The Royal Succession

In Williamson County, there's always an incumbent prosecutor

In the mid-Seventies, Williamson Co. did not have the same law-and-order reputation that it does today. Back then, longtime area lawyers remember, it wasn't uncommon to secure probation for a myriad of charges – including felony drug charges similar to those that the Taylor nine currently face, or those that earned Paul Morrow and Carl Clay Wright deferred adjudication. But that changed once the Legislature made the district attorney's job a full-time paid gig. In 1976, Williamson Co. voters elected Ed Walsh for the job.

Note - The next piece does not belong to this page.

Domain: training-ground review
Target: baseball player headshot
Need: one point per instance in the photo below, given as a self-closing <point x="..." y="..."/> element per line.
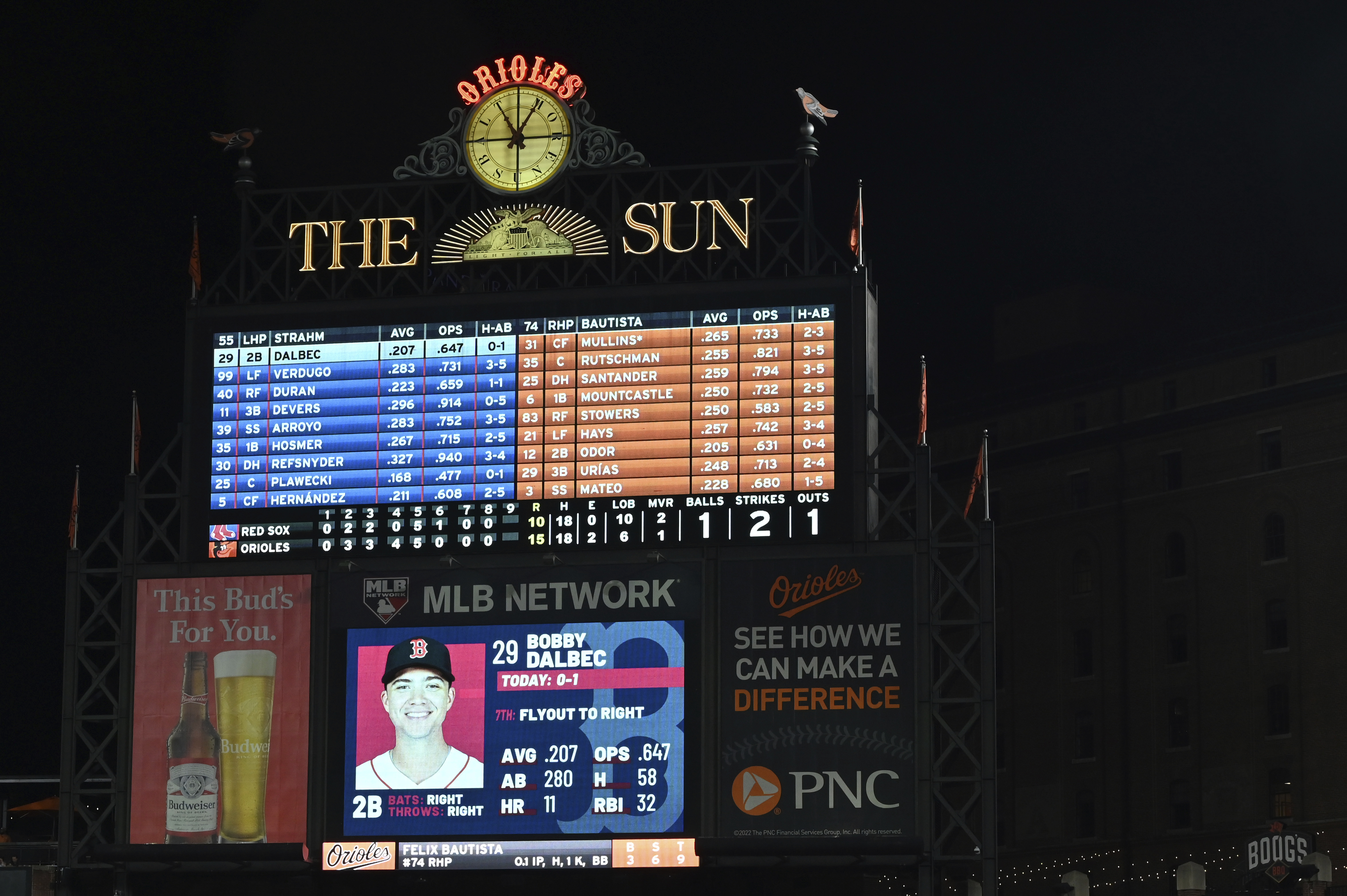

Shortly after Walsh assumed his post, veteran Austin defense attorney James Anderson went in for a talk with the new prosecutor: Anderson had a client charged with drug possession, and was looking for a deal. Under Walsh's predecessor Norman Manning (now a defense attorney), his client would've gotten probation, Anderson said. But Walsh wasn't offering; rather, the new DA wanted to see the case go to trial, because, Anderson recalled, he wanted to know what jurors thought the crime was "worth." And with that, Anderson said, the county was on its way to earning a reputation as a law-and-order community that is "tough on crime." Walsh made appearances at community meetings, "preaching about more support for jurors," and the office began to limit its plea offers.

In 1980, Walsh hired Ken Anderson, who five years later was appointed to replace his mentor as the county's top prosecutor when Walsh resigned his post to run for attorney general. Under Anderson the county solidified its law-and-order rep and continued to refuse probation for drug dealers and home burglars. "If the DA's not going to be the leader and is not going to set the tone ... it's not going to get done," Anderson told the Statesman. "I don't win jury trials by majority votes; I win them by unanimous verdicts."

In 1989, Anderson hired prosecutor John Bradley away from the Harris Co. DA's office, where he'd worked for three years. Bradley – whom friends and foes alike consider "extremely" ambitious, smart, and "zealous" – rose steadily through the ranks, and in 1996 became Anderson's first assistant. In December 2001, Anderson resigned his position to accept a county judicial appointment, and Bradley was tapped by Gov. Rick Perry to assume the job as the county's top prosecutor, where he continues to carry the law-and-order torch ignited by Walsh.

Arguably, promoting the tough-on-crime approach has become a requirement for those seeking the job of Williamson DA – a job that has become, in effect, an executive appointment in the county. Since 1985, the county's DAs have been handpicked to assume the throne, which critics say has had the effect of trumping the democratic process. "That's the setup," said one resident involved with county law enforcement, "so that [the DA] is always running as an incumbent. They've made it nearly impossible for anyone to run against them."

Indeed, Anderson told the Statesman that his decision to seek judicial appointment was an easy one because he'd "groomed" Bradley to take over. "There's some continuity there that's really important to the judicial system in the county," Anderson said. "I think the governor ... knows that John [Bradley] was a big contributor to what we've accomplished in the DA's office. He's indicated that he would like to see that continue." Austin attorney James Anderson knows this first hand. He ran against Bradley in the 2002 Republican primary. "I did it because it's a democracy and no one should be anointed to a position," he said. "The way it had been working they'd just appoint DAs and pass it down. And they'll probably do it again, but I won't be involved."